This is the mail archive of the gcc-patches@gcc.gnu.org mailing list for the GCC project.


Index Nav: [Date Index] [Subject Index] [Author Index] [Thread Index]
Message Nav: [Date Prev] [Date Next] [Thread Prev] [Thread Next]
Other format: [Raw text]

Re: [PATCH] Add working-set size and hotness information to fdo summary (issue6465057)


On Tue, Aug 21, 2012 at 11:18 PM, Jan Hubicka <hubicka@ucw.cz> wrote:
>> On Tue, Aug 21, 2012 at 6:56 PM, Jan Hubicka <hubicka@ucw.cz> wrote:
>> >> > I can go ahead with the histogram approach. There is some roundoff
>> >> > error from the working set scaling approach that can affect different
>> >> > merging orders as you note, although I think this only really affects the
>> >> > small counter values. The other place where saving/merging the histogram
>> >
>> > Do you have any intuition on why simple maximalization merging (that is safe wrt
>> > ordering) would be bad idea?
>>
>> When you say "maximalization merging" are you talking about the
>> histogram merging approach I mentioned a few emails back (my response
>> on Aug 19) where we assume the same relative order of hotness in the
>> counters between runs, and accumulate the counter values in the
>> histogram in that order?
>
> I was speaking of BB (counter) counts only here and considering the simplest
> strategy: maximalize the BB counts in corresponding buckets and sum the cummlative
> values in the corresponding buckets.

I'm concerned about inaccuracies arising when multiple runs have
different sizes and therefore counters are in different buckets in the
corresponding histograms.
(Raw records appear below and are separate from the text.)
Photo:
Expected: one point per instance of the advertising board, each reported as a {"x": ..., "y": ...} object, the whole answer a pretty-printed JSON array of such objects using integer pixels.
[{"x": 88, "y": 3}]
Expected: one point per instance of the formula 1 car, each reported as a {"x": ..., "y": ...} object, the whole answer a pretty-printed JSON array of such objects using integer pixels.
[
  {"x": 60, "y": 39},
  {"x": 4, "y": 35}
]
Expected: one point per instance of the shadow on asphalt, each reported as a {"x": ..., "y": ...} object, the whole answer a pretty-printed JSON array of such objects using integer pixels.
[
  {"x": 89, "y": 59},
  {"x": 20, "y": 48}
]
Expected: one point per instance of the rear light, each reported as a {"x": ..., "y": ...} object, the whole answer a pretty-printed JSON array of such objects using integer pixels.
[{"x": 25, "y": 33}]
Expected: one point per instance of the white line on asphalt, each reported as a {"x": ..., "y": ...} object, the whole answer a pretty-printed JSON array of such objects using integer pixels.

We would end up in a situation where the
merged histogram has more "counters" in it than there are actual
counters in the program.

>
> The strategy of scaling is more sensible, but it will also be sensitive to order
> of train runs, i.e. it will give unstable results with parallel make.

Regarding the approach of merging histograms by matching up counters
in the same order and apportioning out the histogram cumulative values
evenly between counters in the same bucket before merging, I don't
think the ordering will have a huge effect. The reason is that
counters we end up matching together and accumulating will stay in the
same relative order, and the min counter values are simply summed to
compute the new bucket index and new min counter value to record. For
the cumulative value, since the incoming cumulative values will be
apportioned evenly between the counters coming from the same bucket
when computing the new cumulative value (which is then just another
add), there could be some slight differences from different round off
errors when histograms are merged in different orders. But I would
expect that to result in only small differences in the cumulative
values in the histogram. Is that acceptable?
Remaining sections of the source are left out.